На картине Гольбейна изображен труп, возложенный на постамент, небрежно задрапированный саваном [75] . Труп в рост человека изображен на картине в профиль, голова слегка наклонена к зрителю, а волосы разбросаны по савану. Правая рука, которая видна нам, вытянута вдоль иссохшего и искалеченного тела, ее кисть слегка выдается за край постамента. Изогнутая грудь образует треугольник, вписанный в очень низкий и вытянутый четырехугольник ниши, которая образует рамку картины. На груди — кровавый след от пики, на руке мы видим стигматы от распятия и вытянутый окоченевший средний палец. На ногах Христа видны следы от гвоздей. На лице мученика — выражение безнадежного страдания, а пустой взгляд, вытянутый профиль, сине-зеленый оттенок кожи — все это признаки действительно умершего человека, Христа, оставленного отцом («Боже, почему ты меня оставил!») без надежды на Воскресение.

75

В 1586 году Базилий Авербах, сын Бонифация Авербаха, друга Гольбейна, базельского адвоката и коллекционера, составляя описание картины, завершенной примерно шестьдесят пять лет назад, записывает: «Cum titulo Jesus Nazarenus Rex»: Надпись «Jesus Nazarenus Rex Judaeorum наклеена на сохранившуюся раму, которая датируется приблизительно концом XVI века. Часто считается, что ангелы, несущие атрибуты Страстей и окружающие надпись, изображают брата Гольбейна Младшего — Амброзия».
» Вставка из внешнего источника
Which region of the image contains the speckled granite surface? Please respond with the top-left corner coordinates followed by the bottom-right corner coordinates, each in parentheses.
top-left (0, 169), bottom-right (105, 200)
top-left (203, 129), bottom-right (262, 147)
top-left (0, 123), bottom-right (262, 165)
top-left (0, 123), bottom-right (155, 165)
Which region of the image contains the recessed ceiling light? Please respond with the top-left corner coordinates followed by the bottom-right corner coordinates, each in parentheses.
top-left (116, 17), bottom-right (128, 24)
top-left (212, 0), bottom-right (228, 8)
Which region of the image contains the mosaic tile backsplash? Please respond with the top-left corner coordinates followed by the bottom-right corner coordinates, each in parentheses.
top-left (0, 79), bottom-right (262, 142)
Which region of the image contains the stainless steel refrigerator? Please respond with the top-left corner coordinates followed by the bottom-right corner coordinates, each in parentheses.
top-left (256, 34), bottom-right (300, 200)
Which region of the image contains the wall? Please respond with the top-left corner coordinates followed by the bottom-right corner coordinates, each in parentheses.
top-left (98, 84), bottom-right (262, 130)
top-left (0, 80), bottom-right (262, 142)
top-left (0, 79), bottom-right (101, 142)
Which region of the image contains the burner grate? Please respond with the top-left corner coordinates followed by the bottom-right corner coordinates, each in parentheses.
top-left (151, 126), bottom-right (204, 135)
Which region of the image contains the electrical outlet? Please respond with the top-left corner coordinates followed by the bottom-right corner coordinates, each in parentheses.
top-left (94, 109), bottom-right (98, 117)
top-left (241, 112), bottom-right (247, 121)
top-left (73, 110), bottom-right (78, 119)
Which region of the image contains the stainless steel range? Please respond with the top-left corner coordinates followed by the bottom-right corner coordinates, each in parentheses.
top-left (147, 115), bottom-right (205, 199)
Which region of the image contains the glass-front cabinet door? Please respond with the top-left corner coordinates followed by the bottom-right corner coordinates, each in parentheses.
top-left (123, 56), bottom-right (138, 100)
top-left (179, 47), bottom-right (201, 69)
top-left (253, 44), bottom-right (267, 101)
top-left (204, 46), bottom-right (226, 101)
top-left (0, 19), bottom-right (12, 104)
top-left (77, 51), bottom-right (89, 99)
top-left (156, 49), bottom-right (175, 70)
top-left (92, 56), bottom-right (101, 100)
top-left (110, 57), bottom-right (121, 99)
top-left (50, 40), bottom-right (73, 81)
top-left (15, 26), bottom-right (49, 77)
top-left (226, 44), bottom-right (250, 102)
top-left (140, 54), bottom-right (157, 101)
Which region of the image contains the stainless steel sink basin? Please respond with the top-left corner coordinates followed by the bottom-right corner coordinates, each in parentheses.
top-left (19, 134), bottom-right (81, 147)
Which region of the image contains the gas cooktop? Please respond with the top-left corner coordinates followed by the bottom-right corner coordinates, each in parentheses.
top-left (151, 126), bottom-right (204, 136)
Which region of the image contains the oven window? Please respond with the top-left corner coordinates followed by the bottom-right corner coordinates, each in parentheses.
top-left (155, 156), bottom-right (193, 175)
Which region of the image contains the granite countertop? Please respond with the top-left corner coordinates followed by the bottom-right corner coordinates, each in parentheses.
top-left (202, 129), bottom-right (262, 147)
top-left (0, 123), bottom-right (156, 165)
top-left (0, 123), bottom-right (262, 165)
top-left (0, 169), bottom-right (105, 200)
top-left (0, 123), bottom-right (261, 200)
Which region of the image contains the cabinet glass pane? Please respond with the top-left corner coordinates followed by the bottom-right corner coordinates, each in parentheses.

Ничуть не приукрашенное изображение человеческой смерти, почти анатомическая картина трупа передает зрителю ощущение невыносимой тревоги перед смертью Бога, смешиваемой здесь с нашей собственной смертью, — ведь здесь нет ни малейшего намека на трансценденцию. Более того, в этой картине Ганс Гольбейн отказывается от какой бы то ни было архитектурной или композиционной фантазии. Могильный камень давит на верхнюю часть картины, высота которой составляет всего лишь тридцать сантиметров [76] , и усиливает впечатление окончательной гибели — такой труп уже не встанет. И погребальный саван, сведенный к минимуму складок, благодаря самой этой скупости собственного движения, усиливает впечатление окоченения и каменной стужи.

76

Соотношение высоты к длине составляет 1:7; однако, если учесть планку, прикрепленную к внутренней стороне рамы картины, пропорция будет 1:9.

Взгляд зрителя проникает в этот безвыходный гроб снизу и пробегает картину слева направо, останавливаясь на камне, расположенном перед ногами трупа и повернутом к зрителю так, что со стенкой гроба он образует тупой угол.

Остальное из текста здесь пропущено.